SYDNEY AIRPORT: Air Traffic Control stinks! Sewage smell overwhelms control tower

Air traffic controllers at Sydney Airport were forced to work through overpowering sewage odours during the peak 2024–25 holiday travel period. Some staff were reportedly dry heaving at their desks while managing aircraft movements according to a story in the Sydney Morning Herald. Incident logs from Airservices Australia show the first complaint was recorded on December 17, 2024, describing a “foul smell entering the tower cabin environment”.

The smell overlapped with the busiest travel period Sydney Airport has ever recorded.

Unpleasant conditions

Controllers reported nausea and discomfort while on duty, with employees stating they felt sick during their shifts. One staff member commented that the control tower was “heavily affected by sewer odour”. It’s not a good idea to have the top safety staff responsible for aircraft movements at an airport feeling sick due to a bad smell.

Sydney Airport handled just under six million passengers between Christmas and New Year’s.

a plane on the runway
Thai Airways A350-900 being towed to the gate at Sydney Airport T1 [Schuetz/2PAXfly]

The source was beneath the airport

The odour was traced to Sydney’s sewer system, which runs directly beneath Sydney Airport. Waste from around 1.8 million Sydney residents is carried through those pipelines to the Malabar Sewage Treatment works.

The odour control systems failed, allowing sewer gases to escape into the control tower rather than being filtered as designed.

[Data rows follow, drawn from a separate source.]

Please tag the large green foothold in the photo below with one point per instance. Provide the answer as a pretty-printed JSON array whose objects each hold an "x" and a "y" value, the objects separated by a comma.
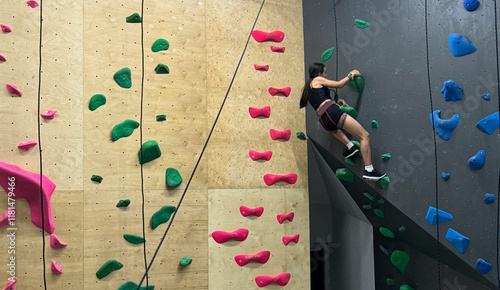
[
  {"x": 134, "y": 18},
  {"x": 149, "y": 152},
  {"x": 344, "y": 174},
  {"x": 327, "y": 54},
  {"x": 96, "y": 101},
  {"x": 400, "y": 260},
  {"x": 124, "y": 129},
  {"x": 386, "y": 232},
  {"x": 162, "y": 216},
  {"x": 162, "y": 69},
  {"x": 107, "y": 268},
  {"x": 160, "y": 44},
  {"x": 123, "y": 78},
  {"x": 173, "y": 177},
  {"x": 357, "y": 84}
]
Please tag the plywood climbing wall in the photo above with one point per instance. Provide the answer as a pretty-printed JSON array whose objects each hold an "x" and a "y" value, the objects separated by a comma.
[{"x": 83, "y": 43}]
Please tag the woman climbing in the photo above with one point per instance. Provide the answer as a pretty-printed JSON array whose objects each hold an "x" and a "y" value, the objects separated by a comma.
[{"x": 316, "y": 91}]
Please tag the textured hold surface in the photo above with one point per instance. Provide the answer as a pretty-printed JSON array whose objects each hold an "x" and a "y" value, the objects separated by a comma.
[
  {"x": 476, "y": 162},
  {"x": 149, "y": 152},
  {"x": 107, "y": 268},
  {"x": 443, "y": 128},
  {"x": 459, "y": 45},
  {"x": 123, "y": 78},
  {"x": 456, "y": 239},
  {"x": 96, "y": 101},
  {"x": 400, "y": 259},
  {"x": 162, "y": 216},
  {"x": 432, "y": 216}
]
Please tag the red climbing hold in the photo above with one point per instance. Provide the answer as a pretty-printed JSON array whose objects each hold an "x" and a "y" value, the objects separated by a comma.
[
  {"x": 288, "y": 239},
  {"x": 261, "y": 36},
  {"x": 246, "y": 211},
  {"x": 27, "y": 186},
  {"x": 222, "y": 237},
  {"x": 260, "y": 257},
  {"x": 281, "y": 279},
  {"x": 271, "y": 179},
  {"x": 282, "y": 217}
]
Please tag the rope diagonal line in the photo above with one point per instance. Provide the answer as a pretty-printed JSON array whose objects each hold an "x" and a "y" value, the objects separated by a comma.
[{"x": 202, "y": 151}]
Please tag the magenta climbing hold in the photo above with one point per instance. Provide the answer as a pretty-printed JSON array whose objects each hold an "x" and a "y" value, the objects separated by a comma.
[
  {"x": 26, "y": 145},
  {"x": 283, "y": 91},
  {"x": 237, "y": 235},
  {"x": 261, "y": 257},
  {"x": 256, "y": 112},
  {"x": 261, "y": 36},
  {"x": 27, "y": 186},
  {"x": 271, "y": 179},
  {"x": 260, "y": 155},
  {"x": 282, "y": 217},
  {"x": 246, "y": 211},
  {"x": 280, "y": 279},
  {"x": 285, "y": 134},
  {"x": 55, "y": 243}
]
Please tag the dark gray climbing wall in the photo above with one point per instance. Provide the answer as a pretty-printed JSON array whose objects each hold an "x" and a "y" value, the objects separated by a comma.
[{"x": 392, "y": 57}]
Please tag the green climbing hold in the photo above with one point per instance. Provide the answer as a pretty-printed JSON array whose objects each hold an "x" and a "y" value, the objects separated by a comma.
[
  {"x": 96, "y": 101},
  {"x": 162, "y": 216},
  {"x": 134, "y": 18},
  {"x": 173, "y": 177},
  {"x": 400, "y": 260},
  {"x": 123, "y": 78},
  {"x": 361, "y": 24},
  {"x": 123, "y": 203},
  {"x": 162, "y": 69},
  {"x": 185, "y": 261},
  {"x": 386, "y": 232},
  {"x": 124, "y": 129},
  {"x": 344, "y": 174},
  {"x": 327, "y": 54},
  {"x": 149, "y": 152},
  {"x": 107, "y": 268},
  {"x": 160, "y": 44},
  {"x": 133, "y": 239}
]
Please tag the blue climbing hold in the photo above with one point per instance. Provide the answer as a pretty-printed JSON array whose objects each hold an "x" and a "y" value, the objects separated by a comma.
[
  {"x": 432, "y": 216},
  {"x": 442, "y": 127},
  {"x": 471, "y": 5},
  {"x": 451, "y": 91},
  {"x": 459, "y": 241},
  {"x": 477, "y": 161},
  {"x": 489, "y": 198},
  {"x": 489, "y": 124},
  {"x": 459, "y": 45},
  {"x": 483, "y": 266}
]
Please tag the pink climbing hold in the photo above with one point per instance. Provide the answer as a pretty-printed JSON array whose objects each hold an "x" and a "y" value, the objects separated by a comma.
[
  {"x": 282, "y": 217},
  {"x": 281, "y": 279},
  {"x": 255, "y": 112},
  {"x": 246, "y": 211},
  {"x": 277, "y": 49},
  {"x": 260, "y": 155},
  {"x": 271, "y": 179},
  {"x": 26, "y": 145},
  {"x": 14, "y": 90},
  {"x": 285, "y": 134},
  {"x": 222, "y": 237},
  {"x": 261, "y": 67},
  {"x": 260, "y": 257},
  {"x": 56, "y": 269},
  {"x": 27, "y": 186},
  {"x": 261, "y": 36},
  {"x": 55, "y": 243},
  {"x": 284, "y": 91}
]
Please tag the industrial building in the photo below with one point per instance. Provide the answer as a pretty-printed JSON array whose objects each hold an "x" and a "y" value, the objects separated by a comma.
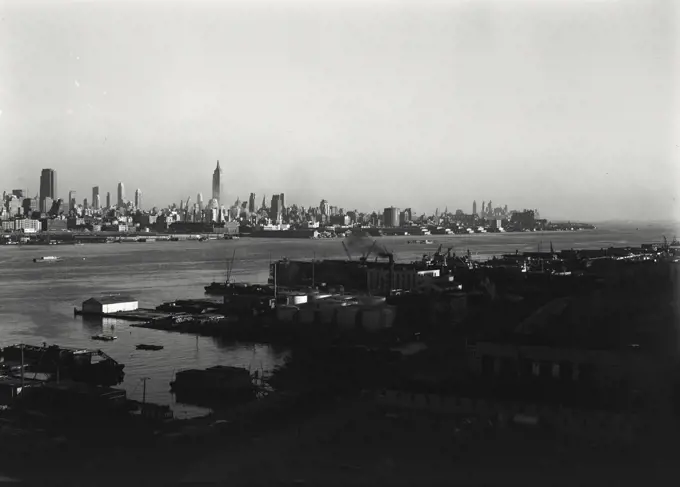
[{"x": 109, "y": 304}]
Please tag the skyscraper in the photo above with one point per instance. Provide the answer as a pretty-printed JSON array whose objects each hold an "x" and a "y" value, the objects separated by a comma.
[
  {"x": 217, "y": 183},
  {"x": 48, "y": 187},
  {"x": 121, "y": 195},
  {"x": 275, "y": 210},
  {"x": 138, "y": 199},
  {"x": 251, "y": 203},
  {"x": 71, "y": 200},
  {"x": 391, "y": 217},
  {"x": 95, "y": 197}
]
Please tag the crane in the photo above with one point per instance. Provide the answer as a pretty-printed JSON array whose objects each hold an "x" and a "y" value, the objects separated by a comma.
[{"x": 346, "y": 251}]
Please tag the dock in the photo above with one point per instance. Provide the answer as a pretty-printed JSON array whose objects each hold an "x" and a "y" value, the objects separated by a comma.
[{"x": 140, "y": 314}]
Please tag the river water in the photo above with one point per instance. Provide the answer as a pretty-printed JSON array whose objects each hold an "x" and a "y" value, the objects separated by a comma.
[{"x": 37, "y": 300}]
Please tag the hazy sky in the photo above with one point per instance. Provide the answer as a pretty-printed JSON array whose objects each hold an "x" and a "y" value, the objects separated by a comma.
[{"x": 566, "y": 106}]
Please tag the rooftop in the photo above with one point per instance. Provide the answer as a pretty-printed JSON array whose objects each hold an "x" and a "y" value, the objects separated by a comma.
[{"x": 113, "y": 299}]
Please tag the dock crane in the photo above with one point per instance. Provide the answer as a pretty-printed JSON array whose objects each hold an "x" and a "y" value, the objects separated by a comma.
[{"x": 349, "y": 256}]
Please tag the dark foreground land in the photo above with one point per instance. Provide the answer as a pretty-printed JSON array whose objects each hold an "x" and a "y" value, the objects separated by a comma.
[{"x": 353, "y": 441}]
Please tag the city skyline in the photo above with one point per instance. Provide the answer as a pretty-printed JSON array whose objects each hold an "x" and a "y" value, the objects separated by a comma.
[{"x": 516, "y": 103}]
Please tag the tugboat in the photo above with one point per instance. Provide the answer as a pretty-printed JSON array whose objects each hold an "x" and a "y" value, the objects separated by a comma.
[
  {"x": 48, "y": 258},
  {"x": 104, "y": 338},
  {"x": 144, "y": 346}
]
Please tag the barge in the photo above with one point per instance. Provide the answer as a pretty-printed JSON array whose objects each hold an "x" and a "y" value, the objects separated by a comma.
[
  {"x": 220, "y": 382},
  {"x": 54, "y": 362}
]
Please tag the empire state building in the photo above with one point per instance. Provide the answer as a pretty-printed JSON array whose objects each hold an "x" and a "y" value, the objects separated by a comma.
[{"x": 217, "y": 183}]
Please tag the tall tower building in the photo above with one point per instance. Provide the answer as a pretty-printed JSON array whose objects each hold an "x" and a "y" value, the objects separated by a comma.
[
  {"x": 71, "y": 200},
  {"x": 121, "y": 195},
  {"x": 251, "y": 203},
  {"x": 48, "y": 187},
  {"x": 391, "y": 217},
  {"x": 95, "y": 197},
  {"x": 217, "y": 183},
  {"x": 138, "y": 199},
  {"x": 275, "y": 210}
]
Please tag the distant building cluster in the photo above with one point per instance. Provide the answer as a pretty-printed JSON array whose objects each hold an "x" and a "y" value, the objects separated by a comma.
[{"x": 46, "y": 211}]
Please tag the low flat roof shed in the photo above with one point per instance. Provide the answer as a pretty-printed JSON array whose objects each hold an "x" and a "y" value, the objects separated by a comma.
[{"x": 109, "y": 304}]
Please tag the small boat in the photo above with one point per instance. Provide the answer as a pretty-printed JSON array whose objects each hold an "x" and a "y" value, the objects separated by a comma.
[
  {"x": 48, "y": 258},
  {"x": 143, "y": 346},
  {"x": 104, "y": 338}
]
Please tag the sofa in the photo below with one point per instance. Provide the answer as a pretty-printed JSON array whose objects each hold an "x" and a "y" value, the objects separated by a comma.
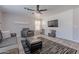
[{"x": 26, "y": 32}]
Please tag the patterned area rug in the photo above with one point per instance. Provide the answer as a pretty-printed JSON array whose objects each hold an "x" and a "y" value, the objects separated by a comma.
[{"x": 50, "y": 47}]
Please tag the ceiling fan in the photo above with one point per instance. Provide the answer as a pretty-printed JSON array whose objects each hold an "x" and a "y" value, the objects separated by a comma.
[{"x": 38, "y": 10}]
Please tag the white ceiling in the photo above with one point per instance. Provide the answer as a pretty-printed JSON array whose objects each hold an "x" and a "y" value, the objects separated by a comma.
[{"x": 19, "y": 9}]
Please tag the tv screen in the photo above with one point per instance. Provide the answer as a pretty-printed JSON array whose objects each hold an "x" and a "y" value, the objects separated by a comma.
[
  {"x": 53, "y": 23},
  {"x": 1, "y": 37}
]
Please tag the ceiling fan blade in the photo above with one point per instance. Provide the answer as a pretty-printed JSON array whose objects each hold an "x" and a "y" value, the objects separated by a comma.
[
  {"x": 29, "y": 9},
  {"x": 43, "y": 10},
  {"x": 37, "y": 7}
]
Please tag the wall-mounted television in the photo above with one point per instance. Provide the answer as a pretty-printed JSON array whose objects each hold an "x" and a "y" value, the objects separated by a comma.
[{"x": 53, "y": 23}]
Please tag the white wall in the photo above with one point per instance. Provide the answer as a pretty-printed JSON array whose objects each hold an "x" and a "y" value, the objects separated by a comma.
[
  {"x": 65, "y": 24},
  {"x": 76, "y": 24},
  {"x": 15, "y": 23}
]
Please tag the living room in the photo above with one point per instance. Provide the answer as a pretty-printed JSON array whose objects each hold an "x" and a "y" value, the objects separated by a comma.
[{"x": 58, "y": 23}]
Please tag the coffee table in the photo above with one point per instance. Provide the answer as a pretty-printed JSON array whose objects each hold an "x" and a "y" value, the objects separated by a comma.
[{"x": 34, "y": 43}]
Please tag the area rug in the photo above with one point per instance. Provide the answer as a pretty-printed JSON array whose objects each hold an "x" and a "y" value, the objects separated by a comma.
[{"x": 50, "y": 47}]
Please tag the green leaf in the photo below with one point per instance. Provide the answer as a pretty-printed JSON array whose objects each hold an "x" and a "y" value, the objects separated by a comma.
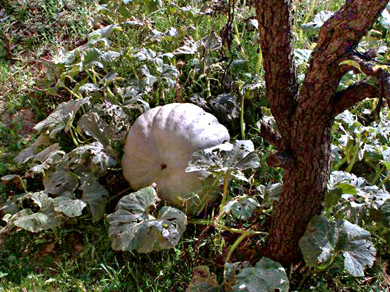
[
  {"x": 225, "y": 157},
  {"x": 358, "y": 250},
  {"x": 385, "y": 211},
  {"x": 61, "y": 117},
  {"x": 45, "y": 219},
  {"x": 93, "y": 125},
  {"x": 93, "y": 158},
  {"x": 351, "y": 63},
  {"x": 318, "y": 21},
  {"x": 68, "y": 205},
  {"x": 102, "y": 34},
  {"x": 203, "y": 281},
  {"x": 323, "y": 240},
  {"x": 60, "y": 182},
  {"x": 132, "y": 228},
  {"x": 25, "y": 155},
  {"x": 212, "y": 42},
  {"x": 190, "y": 47},
  {"x": 94, "y": 194},
  {"x": 92, "y": 57},
  {"x": 242, "y": 207},
  {"x": 267, "y": 275},
  {"x": 318, "y": 243},
  {"x": 88, "y": 88}
]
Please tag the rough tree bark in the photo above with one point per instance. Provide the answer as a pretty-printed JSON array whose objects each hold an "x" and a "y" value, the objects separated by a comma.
[{"x": 304, "y": 117}]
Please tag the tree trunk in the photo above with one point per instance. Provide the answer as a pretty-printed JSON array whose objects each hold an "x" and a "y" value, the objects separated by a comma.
[{"x": 305, "y": 118}]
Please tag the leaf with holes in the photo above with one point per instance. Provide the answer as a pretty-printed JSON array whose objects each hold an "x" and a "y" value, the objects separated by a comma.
[
  {"x": 94, "y": 194},
  {"x": 93, "y": 125},
  {"x": 267, "y": 275},
  {"x": 242, "y": 207},
  {"x": 46, "y": 218},
  {"x": 69, "y": 205},
  {"x": 59, "y": 182},
  {"x": 324, "y": 240},
  {"x": 225, "y": 157},
  {"x": 132, "y": 228},
  {"x": 61, "y": 118}
]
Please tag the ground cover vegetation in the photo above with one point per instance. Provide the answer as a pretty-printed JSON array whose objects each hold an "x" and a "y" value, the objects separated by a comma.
[{"x": 75, "y": 75}]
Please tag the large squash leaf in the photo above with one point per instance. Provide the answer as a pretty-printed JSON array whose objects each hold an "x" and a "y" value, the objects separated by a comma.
[
  {"x": 69, "y": 205},
  {"x": 132, "y": 228},
  {"x": 267, "y": 275},
  {"x": 46, "y": 218},
  {"x": 325, "y": 240},
  {"x": 59, "y": 182},
  {"x": 94, "y": 194}
]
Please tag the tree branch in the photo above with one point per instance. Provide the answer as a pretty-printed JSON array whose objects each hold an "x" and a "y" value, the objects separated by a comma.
[
  {"x": 361, "y": 90},
  {"x": 268, "y": 133},
  {"x": 275, "y": 30},
  {"x": 337, "y": 38},
  {"x": 348, "y": 97}
]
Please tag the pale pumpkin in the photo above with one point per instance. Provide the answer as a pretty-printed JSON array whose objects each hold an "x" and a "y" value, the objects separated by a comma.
[{"x": 160, "y": 144}]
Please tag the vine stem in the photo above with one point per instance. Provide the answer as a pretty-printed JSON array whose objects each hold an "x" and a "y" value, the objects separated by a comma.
[
  {"x": 383, "y": 181},
  {"x": 235, "y": 244},
  {"x": 224, "y": 196},
  {"x": 242, "y": 122},
  {"x": 355, "y": 155}
]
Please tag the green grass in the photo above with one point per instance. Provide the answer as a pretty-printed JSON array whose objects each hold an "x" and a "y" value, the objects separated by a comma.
[{"x": 79, "y": 257}]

The smell was hydrogen sulphide (H₂S), a toxic gas produced by decomposing sewage. Gas levels were measured at more than 5 parts per million (PPM). Safe exposure levels are around 1 PPM.

Concentrations around 5 PPM can irritate the eyes, nose and throat and cause headaches, dizziness and nausea. Not what you want your Air Traffic Controllers to be exposed to. Certainly not for a whole shift, which may have been the case in December 2024.

a group of people in a building
Flags installation, Sydney Airport T1 International [Schuetz/2PAXfly]

What went wrong underground

At Sydney Airport, the odour control unit’s activated carbon filter was clogged and needed replacement. The extra load caused the filter to not do its job properly.

Problem solved

Sydney Water replaced the carbon filter on January 10, 2025. That solved the problem, with no further odours being reported.

a sign in a room
Sydney Airport departures [Schuetz/2PAXfly]

2PAXfly Takeout

This goes into the ‘weird things that happen in airports’ basket. Airports and airport staff are subject to the same infrastructure that we all rely on, and consequently suffer as we do when things go wrong. It’s just that here the affected staff were responsible for getting things up into the sky, and down to earth safely, with hundreds and thousands of lives in their hands. Not the people you want to subject to offensive smells!